Hedi Nilausen, Beckmans College of Design knitwear show

Gone in the wind: a pair of drab Stockholmian fashion days in the midst of minor key mid winter

Claes Britton | Jan 29, 2009 | 4 comments

Something about these aspiring Stockholmian fashion days in the thick of the grimmest, ugliest late January turns me downhearted; or, more correctly, some things. This should come as no surprise, since merely stomping around in the gray frozen streets of our cityscape this time of year, spared though they may be from the curse of filth-saturated snow and ice, is enough to tune the merriest, most sparkling of moods into doomsday D-minor, all the more with that deep black mental backdrop of recession looming beyond the lowly steel gray winter skies. No more joyful did one become from the off-black, thick-knitted masses of cloth in audiences and upon the catwalks, weakly contrasted only by bleek grays and the odd, faintly flickering gleam of light and color. The signs we saw in the past season of a heart for more color and play were now eradicated, perhaps by the ghost of recession. The notion that dressing anonymously and non-descript in faded nuances of black is a Swedish national tradition was once again reinforced.

Then there's something about this blogging following shrouding our domestic fashion scene these days — those muster-strong herds of black-clad school girls eternally busy photographing each others' "outfits", who now dominate the fashion week crowds. It's indeed a brand new reality, radically different from that of our small Stockholm fashion family as recently as a decade ago. Say, why do I find it so hard to rejoice and enthuse over this new and expanded scene, heavy as it may be with the feel of suburbian schoolgirl den? Why do I feel, once again, like Burt Lancaster's aged patriarch in the film 1900 part 1, who, clad in a tailored white linen suite and wide-brimmed straw hat, hangs himself in the barn, after the young maid vainly has tried to milk his withered teat, while the young farm workers are dancing to the tunes of inciting flutes in the summer greenery outside?

I didn't see all that much this time around, but ran out of steam already after the chilled out walk back from the Whyred show at Liljevalchs art gallery in Djurgården island on Tuesday afternoon. From what I did see, Minimarket made something of a mark with a show that, in spite of some annoying whims, featured qualities such as color, playfulness and neat, cute cuts, casted and styled with brilliance by our beloved friend and collaborator Ingela Klemetz Farago. Much as before, I didn't quite know what to make of the Fifth Avenue Shoe Repair show. It was once again a whole lot of everything, draporama, spectacle and gimmicks, reminiscent of those childhood masquerade days. Prosaic reality, saggy volumes, coarse materials and black, black, mixed up with gray and faded complementary colors were the main impressions from the Rodebjer and Whyred shows, both congenial with the weather as well as with my own personal state of mind.

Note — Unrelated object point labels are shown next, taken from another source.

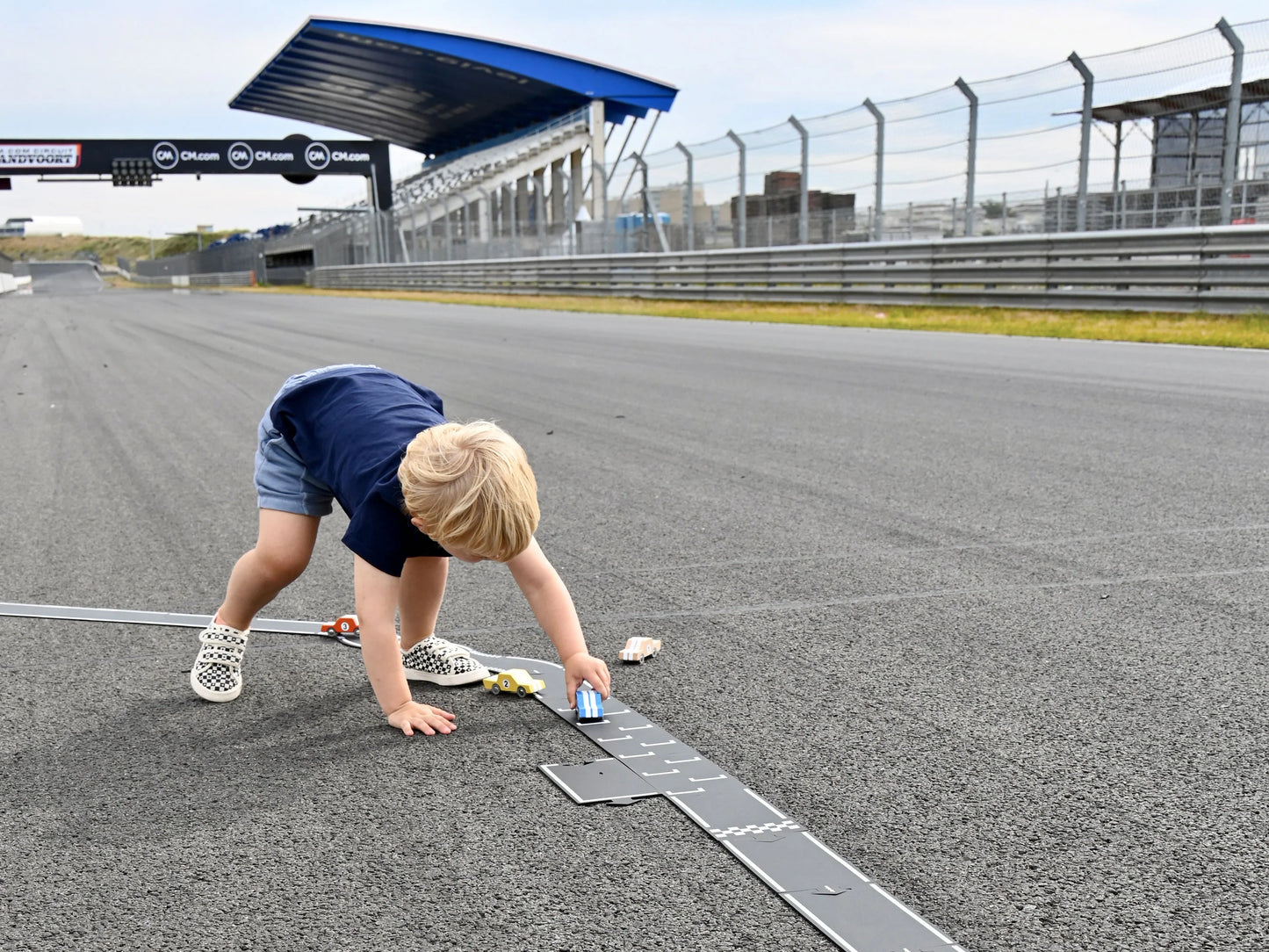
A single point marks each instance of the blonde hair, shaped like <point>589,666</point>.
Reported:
<point>471,487</point>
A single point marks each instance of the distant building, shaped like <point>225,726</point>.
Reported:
<point>781,196</point>
<point>42,225</point>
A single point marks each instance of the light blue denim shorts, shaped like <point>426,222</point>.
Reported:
<point>282,479</point>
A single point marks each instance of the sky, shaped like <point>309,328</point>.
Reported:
<point>165,70</point>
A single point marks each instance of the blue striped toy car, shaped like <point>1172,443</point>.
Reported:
<point>590,706</point>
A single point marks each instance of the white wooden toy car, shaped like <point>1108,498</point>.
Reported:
<point>590,706</point>
<point>640,649</point>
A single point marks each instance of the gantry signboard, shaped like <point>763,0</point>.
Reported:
<point>297,157</point>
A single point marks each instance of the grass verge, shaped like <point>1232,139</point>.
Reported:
<point>1248,330</point>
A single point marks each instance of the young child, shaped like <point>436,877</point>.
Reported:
<point>416,490</point>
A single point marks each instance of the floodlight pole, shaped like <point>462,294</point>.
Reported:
<point>740,148</point>
<point>689,206</point>
<point>1081,201</point>
<point>881,165</point>
<point>971,157</point>
<point>1232,122</point>
<point>804,199</point>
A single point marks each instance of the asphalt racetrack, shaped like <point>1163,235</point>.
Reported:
<point>986,615</point>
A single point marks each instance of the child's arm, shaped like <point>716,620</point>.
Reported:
<point>376,613</point>
<point>552,607</point>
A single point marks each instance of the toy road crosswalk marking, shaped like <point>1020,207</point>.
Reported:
<point>755,828</point>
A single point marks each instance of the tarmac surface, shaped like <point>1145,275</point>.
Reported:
<point>986,615</point>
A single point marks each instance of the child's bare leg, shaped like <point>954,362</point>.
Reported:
<point>422,587</point>
<point>281,553</point>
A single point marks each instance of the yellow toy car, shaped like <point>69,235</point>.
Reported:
<point>640,649</point>
<point>514,679</point>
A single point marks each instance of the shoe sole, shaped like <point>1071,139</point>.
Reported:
<point>217,696</point>
<point>447,681</point>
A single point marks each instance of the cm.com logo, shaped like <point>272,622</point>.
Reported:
<point>165,156</point>
<point>317,155</point>
<point>242,156</point>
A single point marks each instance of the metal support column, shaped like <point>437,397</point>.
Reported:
<point>804,205</point>
<point>881,167</point>
<point>558,194</point>
<point>485,221</point>
<point>1232,122</point>
<point>689,202</point>
<point>414,234</point>
<point>522,206</point>
<point>743,203</point>
<point>972,156</point>
<point>1081,202</point>
<point>450,230</point>
<point>598,171</point>
<point>1115,213</point>
<point>539,207</point>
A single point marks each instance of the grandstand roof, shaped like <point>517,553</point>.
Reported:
<point>434,91</point>
<point>1183,100</point>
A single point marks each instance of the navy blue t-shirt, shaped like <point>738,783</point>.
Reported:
<point>350,427</point>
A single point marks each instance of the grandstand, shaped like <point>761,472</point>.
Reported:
<point>516,136</point>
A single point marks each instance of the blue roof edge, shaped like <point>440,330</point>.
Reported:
<point>581,76</point>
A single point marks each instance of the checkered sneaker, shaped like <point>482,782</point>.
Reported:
<point>217,672</point>
<point>442,663</point>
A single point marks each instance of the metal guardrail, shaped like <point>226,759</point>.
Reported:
<point>1220,270</point>
<point>221,279</point>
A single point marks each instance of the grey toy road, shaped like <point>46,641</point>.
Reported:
<point>645,761</point>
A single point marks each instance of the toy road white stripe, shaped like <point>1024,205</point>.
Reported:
<point>766,804</point>
<point>818,923</point>
<point>941,937</point>
<point>847,866</point>
<point>755,869</point>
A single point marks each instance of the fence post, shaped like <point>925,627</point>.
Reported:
<point>740,148</point>
<point>689,202</point>
<point>881,164</point>
<point>1232,122</point>
<point>804,203</point>
<point>971,159</point>
<point>1081,202</point>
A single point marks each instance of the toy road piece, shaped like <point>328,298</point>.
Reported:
<point>640,649</point>
<point>514,679</point>
<point>590,706</point>
<point>344,624</point>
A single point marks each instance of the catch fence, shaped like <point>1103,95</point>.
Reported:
<point>1221,270</point>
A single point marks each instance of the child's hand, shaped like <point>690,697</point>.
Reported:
<point>582,667</point>
<point>413,715</point>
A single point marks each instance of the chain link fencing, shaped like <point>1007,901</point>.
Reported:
<point>1134,139</point>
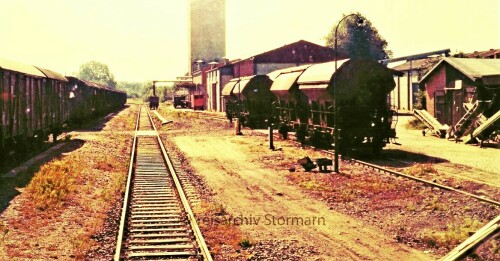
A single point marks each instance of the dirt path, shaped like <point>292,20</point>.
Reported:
<point>486,161</point>
<point>268,207</point>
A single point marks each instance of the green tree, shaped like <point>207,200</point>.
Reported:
<point>358,40</point>
<point>133,89</point>
<point>97,72</point>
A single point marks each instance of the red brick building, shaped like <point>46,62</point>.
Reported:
<point>454,85</point>
<point>290,55</point>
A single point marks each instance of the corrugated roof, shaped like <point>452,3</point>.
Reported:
<point>322,86</point>
<point>52,75</point>
<point>415,65</point>
<point>228,88</point>
<point>483,54</point>
<point>20,67</point>
<point>319,73</point>
<point>272,75</point>
<point>475,67</point>
<point>470,67</point>
<point>92,84</point>
<point>284,81</point>
<point>242,84</point>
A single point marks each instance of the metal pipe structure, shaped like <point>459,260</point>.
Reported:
<point>335,94</point>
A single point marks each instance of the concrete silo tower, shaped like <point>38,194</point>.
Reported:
<point>207,32</point>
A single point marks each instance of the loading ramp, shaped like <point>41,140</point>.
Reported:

Most fun and inspiring was, as ususal, the knitwear show from the Beckmans College of Design, where playfully creative fashion theatre has not yet been confronted with our middle class commercial reality. This season's show was even sharper than usual, with several highlights. The brightest shining star was Hedi Nilausen's "Warriors" — singular, mysterious and imposing ankle-length silhouettes. Another original, feminine and actually sexy — a rare quality in Swedish fashion — mini collection was Azade Habibnia’s "No Color", slim-fitting long dresses with interesting optical patterns. Fanny Ollas’ and Erik Anerborn’s androgyneous male collections wer also amusing, if not as surprising. I could name several others, even though we’ve now seen quite enough of those knitted bobbins inspired by Sandra Backlund. Let’s hope that there’s some room for all this creativity, if not down home, then elsewhere.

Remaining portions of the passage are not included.